Ah, Tangled. Such an apt name for a film that is at once beautiful, evocative and cynically money-minded. The naked consumerism utterly comfortable in the art at display. In short, a typical masala film.
As you ease into the comfort of your cinema seats, Steamboat Willie (one of the first Mickey appearances, and likely the most famous Disney film) starts to take form in front of you. As you marvel at the simplicity and beauty of that little vignette, a logo appears: Disney's 50th animated film. It's a glorious thing - Disney has long been the arbiter of beautifully-animated films, full of colour, song and joy. The non-Pixar quality has varied, but after last year's
Princess And The Frog, the direction was right, and the purpose true.

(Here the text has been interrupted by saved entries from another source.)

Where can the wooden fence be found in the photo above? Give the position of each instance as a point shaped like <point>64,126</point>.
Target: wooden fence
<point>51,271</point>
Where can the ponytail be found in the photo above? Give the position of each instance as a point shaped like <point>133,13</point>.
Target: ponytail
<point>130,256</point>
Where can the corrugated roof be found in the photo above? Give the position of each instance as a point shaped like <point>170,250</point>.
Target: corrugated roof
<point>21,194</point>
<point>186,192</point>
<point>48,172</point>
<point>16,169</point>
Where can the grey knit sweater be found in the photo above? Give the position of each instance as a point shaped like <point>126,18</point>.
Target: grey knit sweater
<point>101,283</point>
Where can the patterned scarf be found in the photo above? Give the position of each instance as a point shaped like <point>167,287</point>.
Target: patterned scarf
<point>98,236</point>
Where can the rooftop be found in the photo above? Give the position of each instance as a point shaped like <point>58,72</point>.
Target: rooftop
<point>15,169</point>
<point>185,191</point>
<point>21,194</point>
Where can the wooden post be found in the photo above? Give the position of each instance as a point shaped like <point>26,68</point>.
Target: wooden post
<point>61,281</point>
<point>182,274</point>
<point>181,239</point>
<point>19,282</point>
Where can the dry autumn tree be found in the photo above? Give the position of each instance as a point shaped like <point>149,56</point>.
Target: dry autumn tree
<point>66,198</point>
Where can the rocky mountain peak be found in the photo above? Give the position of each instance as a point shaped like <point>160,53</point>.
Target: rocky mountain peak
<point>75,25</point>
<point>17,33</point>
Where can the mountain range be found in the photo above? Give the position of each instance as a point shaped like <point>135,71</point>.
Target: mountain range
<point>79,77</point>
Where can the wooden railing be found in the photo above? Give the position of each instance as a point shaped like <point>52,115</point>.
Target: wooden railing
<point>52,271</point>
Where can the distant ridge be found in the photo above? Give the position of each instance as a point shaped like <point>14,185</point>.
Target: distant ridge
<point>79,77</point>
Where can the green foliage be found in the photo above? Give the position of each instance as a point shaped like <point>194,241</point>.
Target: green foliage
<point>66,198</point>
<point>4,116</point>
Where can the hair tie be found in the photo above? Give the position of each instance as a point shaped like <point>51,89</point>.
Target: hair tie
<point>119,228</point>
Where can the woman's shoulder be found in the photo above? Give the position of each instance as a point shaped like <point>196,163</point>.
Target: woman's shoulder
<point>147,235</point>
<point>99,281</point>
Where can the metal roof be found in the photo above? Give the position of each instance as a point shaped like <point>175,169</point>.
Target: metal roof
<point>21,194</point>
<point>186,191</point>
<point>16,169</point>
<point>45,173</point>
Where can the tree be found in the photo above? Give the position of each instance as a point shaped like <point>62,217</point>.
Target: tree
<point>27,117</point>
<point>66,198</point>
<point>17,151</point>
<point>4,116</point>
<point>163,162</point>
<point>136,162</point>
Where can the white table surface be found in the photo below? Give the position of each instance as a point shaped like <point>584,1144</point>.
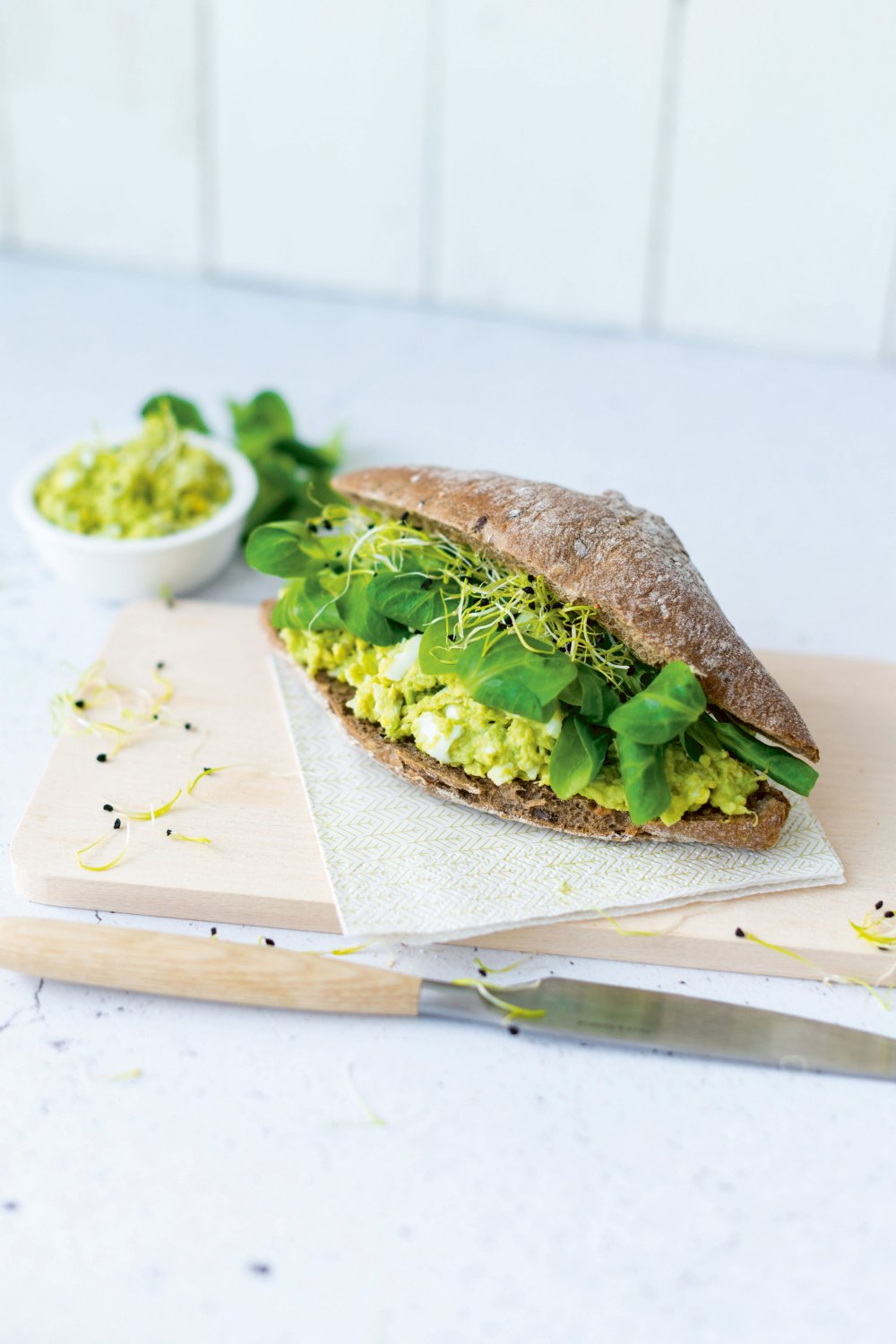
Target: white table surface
<point>519,1190</point>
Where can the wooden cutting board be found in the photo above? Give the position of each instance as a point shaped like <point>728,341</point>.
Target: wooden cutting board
<point>263,866</point>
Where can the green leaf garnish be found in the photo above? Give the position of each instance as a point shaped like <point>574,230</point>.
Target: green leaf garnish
<point>281,548</point>
<point>591,694</point>
<point>185,413</point>
<point>775,762</point>
<point>413,599</point>
<point>306,605</point>
<point>576,757</point>
<point>438,652</point>
<point>508,676</point>
<point>643,779</point>
<point>670,703</point>
<point>363,618</point>
<point>261,422</point>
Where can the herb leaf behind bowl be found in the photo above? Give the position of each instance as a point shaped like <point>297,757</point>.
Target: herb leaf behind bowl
<point>293,476</point>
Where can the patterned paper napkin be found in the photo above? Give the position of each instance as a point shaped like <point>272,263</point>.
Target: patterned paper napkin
<point>406,865</point>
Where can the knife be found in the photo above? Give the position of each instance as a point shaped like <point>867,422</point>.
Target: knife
<point>273,978</point>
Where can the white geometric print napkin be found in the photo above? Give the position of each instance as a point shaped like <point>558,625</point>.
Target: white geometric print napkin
<point>409,866</point>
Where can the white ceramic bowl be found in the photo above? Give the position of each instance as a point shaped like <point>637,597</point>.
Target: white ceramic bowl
<point>121,570</point>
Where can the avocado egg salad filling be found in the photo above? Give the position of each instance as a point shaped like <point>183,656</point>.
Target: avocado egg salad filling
<point>153,484</point>
<point>485,668</point>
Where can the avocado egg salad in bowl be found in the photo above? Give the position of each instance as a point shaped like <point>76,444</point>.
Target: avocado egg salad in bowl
<point>548,656</point>
<point>152,508</point>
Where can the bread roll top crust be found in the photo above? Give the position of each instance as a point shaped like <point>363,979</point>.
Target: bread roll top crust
<point>606,553</point>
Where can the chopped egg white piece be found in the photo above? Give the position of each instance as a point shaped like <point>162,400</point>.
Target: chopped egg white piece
<point>400,663</point>
<point>430,736</point>
<point>554,725</point>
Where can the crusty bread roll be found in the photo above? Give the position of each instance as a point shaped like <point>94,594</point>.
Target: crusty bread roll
<point>633,570</point>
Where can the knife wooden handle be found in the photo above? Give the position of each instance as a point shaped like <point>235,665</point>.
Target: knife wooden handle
<point>202,968</point>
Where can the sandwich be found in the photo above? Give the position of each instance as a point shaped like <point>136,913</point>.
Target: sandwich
<point>547,656</point>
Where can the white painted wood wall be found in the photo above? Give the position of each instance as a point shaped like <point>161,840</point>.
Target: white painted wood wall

Tangled benefits from Disney's earnest attempt to do right - to steal back some of the thunder that Dreamworks, Pixar, and new upstarts like Universal have stole from the house that The Mouse built. Unfortunately, the reality of this directional shift is also apparent - make a cute flick with easily marketable characters and merchandise-able looks, with the stakes never so high that the twee audience feels any real sense of danger.
The film skirts a lot with real situations as a fairy tale being told in 2011 must do - but there's never any real sense of danger. Just as the lovable rogue (Zachary Levi) tries to convince a credulous Rapunzel (Mandy Moore) of the dangers of the world in a bar full of warm-hearted goons, the movie tries to create moments, but with a safety net that keeps us from being at the edge of our seats.

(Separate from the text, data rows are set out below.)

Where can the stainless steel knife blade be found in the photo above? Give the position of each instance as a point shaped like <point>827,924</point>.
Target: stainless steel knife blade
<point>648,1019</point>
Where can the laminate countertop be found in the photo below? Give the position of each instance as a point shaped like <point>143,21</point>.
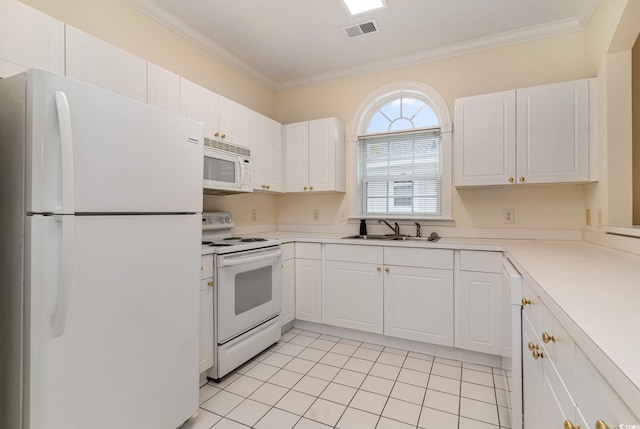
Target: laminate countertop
<point>592,290</point>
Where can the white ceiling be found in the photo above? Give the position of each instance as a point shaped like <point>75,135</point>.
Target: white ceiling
<point>294,43</point>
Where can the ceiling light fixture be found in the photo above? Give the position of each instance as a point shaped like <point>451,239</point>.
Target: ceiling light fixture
<point>356,7</point>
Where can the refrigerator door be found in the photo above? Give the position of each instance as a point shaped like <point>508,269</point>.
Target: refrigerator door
<point>127,352</point>
<point>93,151</point>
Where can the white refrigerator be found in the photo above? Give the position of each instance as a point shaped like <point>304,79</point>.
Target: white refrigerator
<point>100,230</point>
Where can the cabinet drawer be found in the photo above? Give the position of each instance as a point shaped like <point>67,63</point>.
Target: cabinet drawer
<point>481,261</point>
<point>422,258</point>
<point>354,253</point>
<point>206,268</point>
<point>288,251</point>
<point>308,250</point>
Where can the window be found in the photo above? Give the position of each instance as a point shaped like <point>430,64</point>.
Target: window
<point>401,168</point>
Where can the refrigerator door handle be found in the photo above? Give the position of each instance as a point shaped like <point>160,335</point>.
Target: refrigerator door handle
<point>66,142</point>
<point>67,252</point>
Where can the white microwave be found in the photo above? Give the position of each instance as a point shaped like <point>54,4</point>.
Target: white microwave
<point>227,168</point>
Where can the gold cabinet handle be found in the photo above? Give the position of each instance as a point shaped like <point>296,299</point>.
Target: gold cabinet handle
<point>569,425</point>
<point>546,338</point>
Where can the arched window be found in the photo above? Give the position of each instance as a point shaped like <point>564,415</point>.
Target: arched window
<point>404,140</point>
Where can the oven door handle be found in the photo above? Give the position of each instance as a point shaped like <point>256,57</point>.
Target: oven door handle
<point>229,261</point>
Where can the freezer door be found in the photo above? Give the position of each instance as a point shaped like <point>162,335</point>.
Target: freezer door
<point>127,353</point>
<point>93,151</point>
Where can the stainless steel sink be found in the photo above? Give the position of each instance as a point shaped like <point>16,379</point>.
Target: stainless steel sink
<point>391,237</point>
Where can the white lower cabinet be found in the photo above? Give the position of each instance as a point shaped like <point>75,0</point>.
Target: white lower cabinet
<point>288,292</point>
<point>354,296</point>
<point>206,313</point>
<point>418,304</point>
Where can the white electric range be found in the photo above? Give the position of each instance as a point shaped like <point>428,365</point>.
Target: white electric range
<point>246,298</point>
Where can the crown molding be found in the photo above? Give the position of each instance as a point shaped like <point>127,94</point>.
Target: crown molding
<point>555,28</point>
<point>172,22</point>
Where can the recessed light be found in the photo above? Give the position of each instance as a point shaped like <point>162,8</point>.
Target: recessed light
<point>356,7</point>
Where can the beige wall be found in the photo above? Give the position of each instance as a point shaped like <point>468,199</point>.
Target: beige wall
<point>544,61</point>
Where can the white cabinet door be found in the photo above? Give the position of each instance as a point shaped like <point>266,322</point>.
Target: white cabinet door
<point>288,311</point>
<point>206,324</point>
<point>163,88</point>
<point>94,61</point>
<point>29,39</point>
<point>553,133</point>
<point>354,296</point>
<point>418,304</point>
<point>480,306</point>
<point>325,142</point>
<point>296,156</point>
<point>199,104</point>
<point>232,122</point>
<point>308,290</point>
<point>485,139</point>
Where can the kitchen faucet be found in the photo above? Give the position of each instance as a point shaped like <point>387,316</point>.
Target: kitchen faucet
<point>396,229</point>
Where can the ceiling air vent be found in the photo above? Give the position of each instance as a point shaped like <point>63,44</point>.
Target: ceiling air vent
<point>361,29</point>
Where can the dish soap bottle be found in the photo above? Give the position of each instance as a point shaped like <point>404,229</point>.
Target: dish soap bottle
<point>363,227</point>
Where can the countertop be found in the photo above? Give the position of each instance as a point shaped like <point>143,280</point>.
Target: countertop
<point>592,290</point>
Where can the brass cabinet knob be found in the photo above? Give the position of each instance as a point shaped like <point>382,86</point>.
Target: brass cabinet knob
<point>546,338</point>
<point>569,425</point>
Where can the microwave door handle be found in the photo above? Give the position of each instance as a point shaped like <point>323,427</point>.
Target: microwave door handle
<point>231,261</point>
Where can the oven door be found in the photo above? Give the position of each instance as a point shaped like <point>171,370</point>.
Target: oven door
<point>247,290</point>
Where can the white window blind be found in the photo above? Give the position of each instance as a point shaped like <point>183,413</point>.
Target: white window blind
<point>400,174</point>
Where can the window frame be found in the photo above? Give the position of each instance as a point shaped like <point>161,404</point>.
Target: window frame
<point>368,108</point>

And just like the Hook Hand Thug (played by TV's Brad Garrett), a goon who really wants to be a concert pianist, the film is cute but too familiar to anyone who has seen any animated film in the past 20 years.
Despite the commerce dictating a safe tone and a plethora of cutesy characters who never really amount to much, the film is lovely to behold, and due to some stellar art direction, uniformly gorgeous. The story of a princess stolen by the evil Mother Gothel (Donna Murphy) and never let out of a tower for fear of discovery might have been given extra adventure by including Zach Levi's Flynn Rider, but the story quintessentially remains Rapunzel's.
This, ultimately, is the film's biggest strength. Despite an excellently-animated cast of a horse and chameleon companions, and the man-of-action Flynn, this is resolutely the story of a girl who takes her own decisions and then tries to change her life as best she knows. Even the realisation of the deceit that Gothel has been inflicting on her is hers alone.
Speaking of Gothel, Donna Murphy is simply fabulous as the witch with a plan, and her solo song extolling her knowledge of the world stuns in its voice work. Brilliant stuff. While the rest of the cast is adequate, the painting like soft hues and colours mixed with a clean Saturday morning vibe for the character art makes the film glorious to behold. Disney, as always, has cracked what it is to make a 3D film look timeless.
By the 3D, of course, I mean the three-dimensional tech used to make the film, and not the 3D rendered on to your glasses, which is junk. Watch it in a regular cinema, and watch it with as many kids as you can muster that are important to you. They will love every minute of it, and it might thaw your cynical little heart after a while too.